Library Angel It’s Eastertide, so let’s see if there’s anything new to be found in religion — which can be a touch boring at times.

The old platitudes of Christianity fail to impress the majority of people for most of the time. The same goes for most other “faiths”.

Is there a different way of looking at them?

Biology understands evolution as a random physical system which eventually created the human body — almost by chance. It scarcely pays attention to the evolution of consciousness, except as a by-product of physicality. An afterthought, if you like.

The world is a very different organism than that. Time is continuously created as a field in which the evolution of consciousness can take place. Indeed, that seems to be the sole reason for time to exist at all.

Speculating further, our human role is to function as the eyes and ears of the originating mind so that it can become conscious of itself.

In Meister Eckhart’s resonant phrase, “The eye with which I see God is the eye with which God sees me” — a sentence as profound as anything ever uttered or written.
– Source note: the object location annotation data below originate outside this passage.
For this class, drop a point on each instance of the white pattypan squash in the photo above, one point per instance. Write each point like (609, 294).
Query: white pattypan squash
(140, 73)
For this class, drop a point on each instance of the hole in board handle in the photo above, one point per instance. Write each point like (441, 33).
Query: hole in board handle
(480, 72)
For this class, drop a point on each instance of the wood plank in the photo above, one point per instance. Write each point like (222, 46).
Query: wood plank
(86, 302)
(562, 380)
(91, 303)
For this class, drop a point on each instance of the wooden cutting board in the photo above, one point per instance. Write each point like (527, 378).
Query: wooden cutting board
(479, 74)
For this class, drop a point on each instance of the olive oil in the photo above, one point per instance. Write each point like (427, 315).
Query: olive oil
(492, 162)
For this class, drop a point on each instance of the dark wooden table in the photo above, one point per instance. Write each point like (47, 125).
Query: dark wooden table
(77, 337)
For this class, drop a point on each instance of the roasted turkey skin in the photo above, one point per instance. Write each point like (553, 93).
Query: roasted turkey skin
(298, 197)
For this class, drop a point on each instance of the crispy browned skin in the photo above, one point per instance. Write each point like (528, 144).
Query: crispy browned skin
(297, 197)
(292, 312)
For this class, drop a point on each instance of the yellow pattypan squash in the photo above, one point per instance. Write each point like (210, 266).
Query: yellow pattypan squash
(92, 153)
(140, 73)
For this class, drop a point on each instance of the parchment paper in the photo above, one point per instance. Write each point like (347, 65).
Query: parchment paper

The physical world we know is part of a continuum of existence based on consciousness, or spirit, if you’d prefer. Once we accept that mind precedes and therefore creates matter, all then is mind.

At that point, mind can be experienced as matter, and we can begin to imagine realms of being other than our own. The phrase “infinite possibilities” rises unbidden.

We all exist in time, even if we don’t know exactly what time is. We can only describe time using mechanical comparisons — a clock, for example. But that doesn’t touch the essence of it.

Time is indistinguishable from consciousness in the sense that the passing of time is the product of consciousness.

In the end, everything manifests as consciousness, which is the heart and soul of existence. Without knowing that you exist, what else exists?

Ultimately, consciousness is what we call God, even if we don’t know it.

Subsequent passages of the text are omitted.